TP: What was the creative process for the installation and how long did it take you to create?
I got the idea of using multiple transparent screens from a club in Geneva called LeZoo, as well as by an installation of a colleague by the name of Yannick Jacquet. The difference was that I wanted the focal point of the sculpture to rely upon the cone shape of the projection so that the materials became self evident. Through the repetition of the forms I am acknowledging for myself and the audience “here are the different sizes of the projector beam as it appears through space”. By having two projectors point at each other I am able to have the resulting form float in space and also create some variance by creating visual counter points between the two. I like to think that the two projectors are talking or dancing with each other. In terms how I conjure up the graphics and the sound, the process is largely based on intuition. I don’t tend to keep track of time in this process. I am in another world.


TP: You were also part of a Tagtool performance at Save Festival – what was this and what was your role?
The curator asked me “since you will already be here would you like to do a visual performance?”. These are always great situations because then I can choose what I want to do. In this case I was highly motivated to do a live painting session with the iPad. I love being able to express myself with music through painting, and Tagtool is pretty much the only software specifically designed for doing this in a way that is meaningful to me.

For the music I had a particular artist in mind that was brought to my attention through a friend a few years ago. Phalf mixes are completely entrancing to me. We already had some communication going on three years ago so I was really thrilled to have the opportunity to meet and perform with him.


With the first version my time was somewhat constrained. My experience with audio was very limited and I relied a lot on audio samples. With CR2 I was able to control the audio more precisely using electronic instruments to match what was in my imagination.

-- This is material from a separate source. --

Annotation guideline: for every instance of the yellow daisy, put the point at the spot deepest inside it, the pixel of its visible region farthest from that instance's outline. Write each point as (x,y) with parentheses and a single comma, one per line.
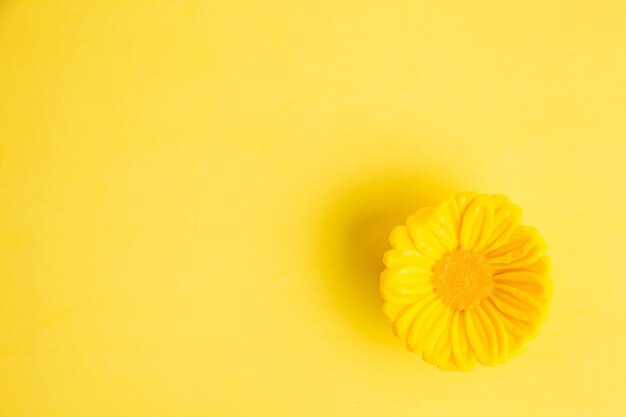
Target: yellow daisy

I did end up using some samples, but these felt like they had a more specific role to play. For me CR2 is a more cohesive expression of what I set out to do.

TP: What three words would you use to sum up the installation?
This is impossible.


TP: Tell us about yourself – what is your background?
In the background is a U.S. suburb, a mountainous desert in the middle east next to the Dead Sea, resolving in a somewhat extended stay in New York City. There I studied painting and then switched to computers because paintings took too long to dry.

TP: What’s next for you?
These days waiting for things to dry is becoming very appealing to me.